In my chapter about substance abuse in Beyond Blue, I wrote:
Today I realize the recovery cultures of addiction and mental illness clash. Like the Church of Scientology and neurobiology. Like Tom Cruise and common sense. Because complaining is considered whining to most twelve-steppers–”poor me, poor me, pour me a drink”–but as a smart disclosure of symptoms to mental-health professionals. Because many recovering alcoholics and drug addicts are not educated about mental illness, a lot of bad advice is doled out at meetings and/or social hours. With the best of intentions, of course. But dangerous all the same.
I was intimidated by the AA old-timers and afraid to think any differently from them, fearing that if I listened to my gut, I would become one of those people who were “too smart” for the program and relapsed continuously. Who was I to question the direction and counsel given by the guys who had been sober over a quarter of a century? They want to die, too. They just don’t talk about it, I surmised. And neither will I.
Back then I wish I would have known about the research done by people like Ken Duckworth, M.D, the medical director for the National Alliance on Mental Illness and an Assistant Professor at Harvard University Medical School. I interviewed him last year for Beyond Blue, and here’s what he said:
In the substance abuse culture, the person is generally viewed as the agent of the problem, and they are held accountable and have consequences for their relapses. In the mental illness culture, the person is often viewed not as the agent of the problem, but as the victim of their illness. We tend to hold people a little less accountable for bio-chemical processes.
You can see this dichotomy. And when I work with families dealing with both conditions, my heart really goes out to them because in the AA world, and in the substance abuse culture, they are encouraged to have the person hit bottom and be accountable, but that’s not the case in the mental health world.
This is something I’ve noticed too. “Hitting bottom” in “the mental health world” would be too friggin’ late!
In fact, though AA works hard to seem nonjudgmental, this accountability comes across at times as almost pointing to relapse as a character flaw, a sign of weakness. AA types can be suspicious of taking psych meds, in fact, as if it were a weakness. Therese points to this in her own experience as well. “Happy pills” mean caving in and not being accountable in some way to 12-steppers. She refers to this as the complaining or “Poor me, poor me, pour me a drink scoffed at by AA old-timers who see mental health treatments involving medication as a “compromise” on “your sobriety.”

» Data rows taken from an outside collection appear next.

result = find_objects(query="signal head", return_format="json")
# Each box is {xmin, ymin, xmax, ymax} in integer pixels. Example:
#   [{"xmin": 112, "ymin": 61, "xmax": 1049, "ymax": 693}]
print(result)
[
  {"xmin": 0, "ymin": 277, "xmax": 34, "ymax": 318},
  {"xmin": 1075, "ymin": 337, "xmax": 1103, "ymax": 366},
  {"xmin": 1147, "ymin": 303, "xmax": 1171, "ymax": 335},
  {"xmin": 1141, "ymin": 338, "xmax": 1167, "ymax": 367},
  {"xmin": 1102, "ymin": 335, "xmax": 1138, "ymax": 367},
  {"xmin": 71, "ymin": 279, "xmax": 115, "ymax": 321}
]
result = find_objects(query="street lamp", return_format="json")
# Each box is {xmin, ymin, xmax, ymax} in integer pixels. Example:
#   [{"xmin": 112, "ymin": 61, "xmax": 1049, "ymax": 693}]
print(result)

Certainly, this most likely doesn’t mean ALL 12 step/AA type groups or members. Mostly those who are “very concrete” in their thinking–as my wife, the psych nurse, would put it. Those who can move on to more abstract approaches to 12-step thought might see an implied “13th step” that says to take care of the underlying emotional or mental disorder that DRIVES one to drink or to use drugs.
Just wondering: has anyone else experienced this apparent disconnect between what Duckworth describes in Therese’s quote as the two “cultures”? Anyone else, thinking that the substance abuse model would mean “NO MEDS!”, have been or would be reluctant to consider taking psychotropics or other forms of medication for mental illness? Anyone else here who has experienced a lack of interest (as if it were somehow irrelevant) in MH diagnoses in their 12-step groups?